Unfortunately, U.S. support for Ukraine remains essential, and it remains in the hands of an ego-driven, volatile, ignorant man easily wooed with fabulism and flattery. On a visit to the White House last Friday, Hungary’s Trump-friendly semi-autocrat Viktor Orbán got an exemption from the oil sanctions (albeit with a promise to expand his purchases of American natural gas to diversify Hungary’s energy sources) by repeating to Trump his favorite story: that the war in Ukraine would not be happening right now if Trump had been president in 2022. Orbán, who also reiterated his “Ukraine can’t win” leitmotif, made it almost refreshingly clear what his “peace through Trump” scenario was: After the invasion, Ukraine would not have received significant aid from the United States or Europe, and the war would not have been prolonged. In other words: Ukraine would have folded, and Putin would have won.

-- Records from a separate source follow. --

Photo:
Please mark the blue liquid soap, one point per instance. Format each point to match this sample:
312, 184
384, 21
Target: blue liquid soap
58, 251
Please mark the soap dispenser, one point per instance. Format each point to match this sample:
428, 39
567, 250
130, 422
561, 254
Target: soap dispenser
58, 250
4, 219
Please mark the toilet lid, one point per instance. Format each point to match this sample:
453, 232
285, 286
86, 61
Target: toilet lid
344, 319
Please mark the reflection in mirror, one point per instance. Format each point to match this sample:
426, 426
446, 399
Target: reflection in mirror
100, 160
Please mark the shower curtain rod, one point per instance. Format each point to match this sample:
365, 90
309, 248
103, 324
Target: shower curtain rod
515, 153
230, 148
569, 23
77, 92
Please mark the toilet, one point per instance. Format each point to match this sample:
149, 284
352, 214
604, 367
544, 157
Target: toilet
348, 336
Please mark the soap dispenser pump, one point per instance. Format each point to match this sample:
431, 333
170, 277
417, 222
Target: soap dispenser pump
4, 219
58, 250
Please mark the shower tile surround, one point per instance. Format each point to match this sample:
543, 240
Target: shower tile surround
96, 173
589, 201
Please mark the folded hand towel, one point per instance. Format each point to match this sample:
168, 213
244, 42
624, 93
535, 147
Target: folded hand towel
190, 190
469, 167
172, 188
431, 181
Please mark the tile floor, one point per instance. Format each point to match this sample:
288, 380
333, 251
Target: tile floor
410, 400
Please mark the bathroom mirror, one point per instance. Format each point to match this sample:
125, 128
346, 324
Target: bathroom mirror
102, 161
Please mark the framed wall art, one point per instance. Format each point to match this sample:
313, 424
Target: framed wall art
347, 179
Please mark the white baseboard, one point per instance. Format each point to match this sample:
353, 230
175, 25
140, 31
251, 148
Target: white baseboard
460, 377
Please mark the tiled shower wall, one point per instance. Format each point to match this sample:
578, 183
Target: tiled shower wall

Trump, of course, lapped it up.
It remains to be seen whether the conversation with Orbán will influence Trump’s Ukraine policy beyond Hungary’s exemption (the scope of which is still unclear) from the oil sanctions. But, for Ukraine’s and the free world’s sake, we should all hope that Volodymyr Zelensky’s own Trump-ego-stroking skills remain sharp—and that Trump is impressed by Ukraine’s skill at taking out Russia’s oil depots and drone warehouses. As the war inches toward its four-year mark in February, we are still waiting to see whether the Trump administration will act as Ukraine’s ally or resume trying to force it into a bad peace.



Thank you for this update Cathy and for all your continuing coverage of this terrible war. What a stark contrast between the courage of the Ukrainians in defying the Russians and the cowardice that so many Americans have shown in the face of Trump's attempted destruction of our Constitution, rule of law and simple human decency.
Europe is the only hope. Donald Trump at the first sign he sees an opportunity will say he ended the war and whatever “peace” agreement Trump & Rubio extort Ukraine into will leave the Ukrainian territory as safe as the East wing of the White House.